By MARK SARDELLA
WAKEFIELD – Despite acknowledging that most of the residents they heard from opposed it, the MBTA Communities Working Group will recommend a by-right multifamily zoning district that significantly exceeds what is required by the state in terms of both size and residential density allowed.
At last week’s meeting, Planning Board member and Working Group Chairman Jim Hogan summarized the public feedback that the Planning Board received at three public forums on Oct. 25, Nov. 14 and Dec. 12. Residents weighed-in at those forums on the Working Group’s proposed multi-family district. Many objected that the proposed district exceeds in size and density the requirements of a state mandate.
Hogan conceded that many residents favored doing the bare minimum required to comply with the state mandate. Others had expressed support for the larger district, he said, but admitted that it was “by no means the majority.”
Still, the Working Group vote was 6-0 to recommend the larger district. The recommendation will go to the Town Council, which is expected to refer it to the Planning Board for a public hearing. The plan will ultimately go before the Annual Town Meeting in the spring. The town has until Dec. 31, 2024 to come up with a compliance plan acceptable to the state.
In 2020, the Massachusetts Zoning Act (Section 3A of Massachusetts General Laws Chapter 40A) was amended to promote the production of multi-family housing within walking distance of public transportation to address a “severe regional housing shortage.” The state claims that there is a shortage of up to 200,000 housing units.
“Multi-family housing near transit creates walkable neighborhoods with climate and transportation benefits,” according to the Executive Office of Housing and Livable Communities, “including better access to work/services, increased utilization of public transit and reduced reliance on single-occupancy vehicles.”
The new Zoning Act requires all MBTA communities, including Wakefield, to create at least one multi-family zoning district of reasonable size near public transit in which multi-family housing is permitted as of right. “As of right” means that a developer may proceed without obtaining a Special Permit, variance, zoning amendment, waiver, or other zoning approval. In the proposed district, the plan would allow up to four units in a three-story building with a height of up to 35 feet on a minimum lot size of 4,000 square feet.
The penalties for noncompliance include loss of state grant opportunities.
But the compliance plan devised by Wakefield’s “MBTA Communities Working Group” has been criticized for allowing even more new multifamily housing density than what is required by the state. The district created by the Working Group is centered around the North Avenue commuter rail station, extending about a half-mile to the west, and east of downtown to Pleasant Street.
For Wakefield, the minimum size required for this new multi-family zoning district would be 114 acres, but the Working Group is proposing a multi-family zoning district of 145.5 acres – far exceeding state requirements. The Working Group’s plan would also allow considerably more housing units to be created than what is being required by the state.
At the Dec. 19 Working Group meeting, Matt Lowry (also a member of the Planning Board) expressed an interpretation of the state mandate that seemed to surprise even members of the Working Group.
Far from being an onerous mandate, Lowry insisted that the state was actually “giving homeowners more use of their land and more options.

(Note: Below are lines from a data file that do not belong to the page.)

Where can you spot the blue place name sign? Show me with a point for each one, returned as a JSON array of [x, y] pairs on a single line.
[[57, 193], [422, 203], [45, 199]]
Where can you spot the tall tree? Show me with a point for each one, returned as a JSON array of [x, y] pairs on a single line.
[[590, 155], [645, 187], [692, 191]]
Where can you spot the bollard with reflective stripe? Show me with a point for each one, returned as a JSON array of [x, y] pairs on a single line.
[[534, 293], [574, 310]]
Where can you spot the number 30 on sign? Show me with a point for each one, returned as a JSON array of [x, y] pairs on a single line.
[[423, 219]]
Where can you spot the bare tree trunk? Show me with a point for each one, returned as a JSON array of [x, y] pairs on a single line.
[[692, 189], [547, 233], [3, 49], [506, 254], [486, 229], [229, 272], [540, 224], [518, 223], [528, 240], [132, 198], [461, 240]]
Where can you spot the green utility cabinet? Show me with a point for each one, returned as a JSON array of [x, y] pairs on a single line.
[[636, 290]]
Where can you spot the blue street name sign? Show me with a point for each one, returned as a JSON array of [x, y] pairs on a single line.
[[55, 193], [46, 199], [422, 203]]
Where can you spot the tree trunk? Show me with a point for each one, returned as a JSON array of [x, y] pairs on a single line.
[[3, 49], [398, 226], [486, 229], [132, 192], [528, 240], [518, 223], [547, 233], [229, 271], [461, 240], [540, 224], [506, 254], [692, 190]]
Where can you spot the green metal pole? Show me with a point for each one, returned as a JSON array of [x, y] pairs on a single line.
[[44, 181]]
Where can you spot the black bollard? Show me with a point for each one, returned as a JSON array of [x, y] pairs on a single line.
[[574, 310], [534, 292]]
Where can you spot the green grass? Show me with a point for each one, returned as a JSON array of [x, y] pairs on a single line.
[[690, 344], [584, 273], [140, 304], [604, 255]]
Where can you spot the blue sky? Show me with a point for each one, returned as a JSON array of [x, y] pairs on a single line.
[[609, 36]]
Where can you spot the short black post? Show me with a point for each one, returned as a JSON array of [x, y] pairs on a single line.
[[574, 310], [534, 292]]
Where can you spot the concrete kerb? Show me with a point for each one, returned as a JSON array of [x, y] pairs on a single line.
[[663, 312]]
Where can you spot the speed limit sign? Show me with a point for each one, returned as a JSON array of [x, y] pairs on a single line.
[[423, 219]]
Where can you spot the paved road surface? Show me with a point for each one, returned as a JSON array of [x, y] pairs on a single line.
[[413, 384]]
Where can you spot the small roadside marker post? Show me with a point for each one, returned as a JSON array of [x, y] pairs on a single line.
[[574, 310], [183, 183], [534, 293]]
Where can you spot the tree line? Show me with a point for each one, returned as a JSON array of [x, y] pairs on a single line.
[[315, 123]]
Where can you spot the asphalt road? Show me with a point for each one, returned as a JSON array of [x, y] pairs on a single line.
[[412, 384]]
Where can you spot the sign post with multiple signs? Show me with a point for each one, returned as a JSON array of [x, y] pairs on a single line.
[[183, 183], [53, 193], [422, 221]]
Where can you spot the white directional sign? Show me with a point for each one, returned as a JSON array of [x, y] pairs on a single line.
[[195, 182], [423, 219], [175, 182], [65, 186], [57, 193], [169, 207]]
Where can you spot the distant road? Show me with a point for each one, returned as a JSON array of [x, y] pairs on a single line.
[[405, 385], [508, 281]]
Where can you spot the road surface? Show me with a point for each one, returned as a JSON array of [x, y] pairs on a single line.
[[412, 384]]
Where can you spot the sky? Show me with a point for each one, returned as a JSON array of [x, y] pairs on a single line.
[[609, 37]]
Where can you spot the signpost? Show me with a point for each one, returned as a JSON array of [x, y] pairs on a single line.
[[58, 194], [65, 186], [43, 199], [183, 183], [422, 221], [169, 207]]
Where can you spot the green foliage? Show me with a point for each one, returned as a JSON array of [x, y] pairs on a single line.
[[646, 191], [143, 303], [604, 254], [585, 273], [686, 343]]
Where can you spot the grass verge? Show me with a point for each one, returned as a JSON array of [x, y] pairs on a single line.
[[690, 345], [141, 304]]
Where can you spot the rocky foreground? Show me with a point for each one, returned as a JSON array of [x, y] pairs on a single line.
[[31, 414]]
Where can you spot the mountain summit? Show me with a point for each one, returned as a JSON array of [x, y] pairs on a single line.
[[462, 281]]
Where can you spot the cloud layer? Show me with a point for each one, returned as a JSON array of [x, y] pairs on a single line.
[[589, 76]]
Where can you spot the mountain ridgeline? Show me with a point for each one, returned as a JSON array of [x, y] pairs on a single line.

The state is forcing us to cede more control to homeowners.”
Before deciding to recommend their original compliance model, the Working Group looked at a series of maps showing potential alternative districts, some of which met the state requirements and some of which did not. There was also further discussion of the area around the Greenwood commuter rail station as a potential way to reduce the impacted area around the North Avenue commuter rail station/downtown.
Greenwood resident Matt Lowry opposed including Greenwood in the multifamily zoning plan. He said that the goal of the plan should be to centralize the district around amenities in order to achieve the goal of reduced automobile use. Greenwood lacks the amenities of the downtown, he argued, so people would still have to use their cars to reach shopping and restaurants.
The members of the Working Group who voted to recommend the larger compliance model were Jim Hogan, Erin Kokinda, Matthew Lowry, Robin Greenberg, Julie Smith-Galvin and Matthew Brown. The Working Group will convene one more time on Jan. 3 to finalize the bylaw text before forwarding the bylaw and the map to the Town Council which is expected to send it on to the Planning Board for a public hearing.
Either the Planning Board or the Working Group will be the sponsor of the Town Meeting article that will go before voters in the spring.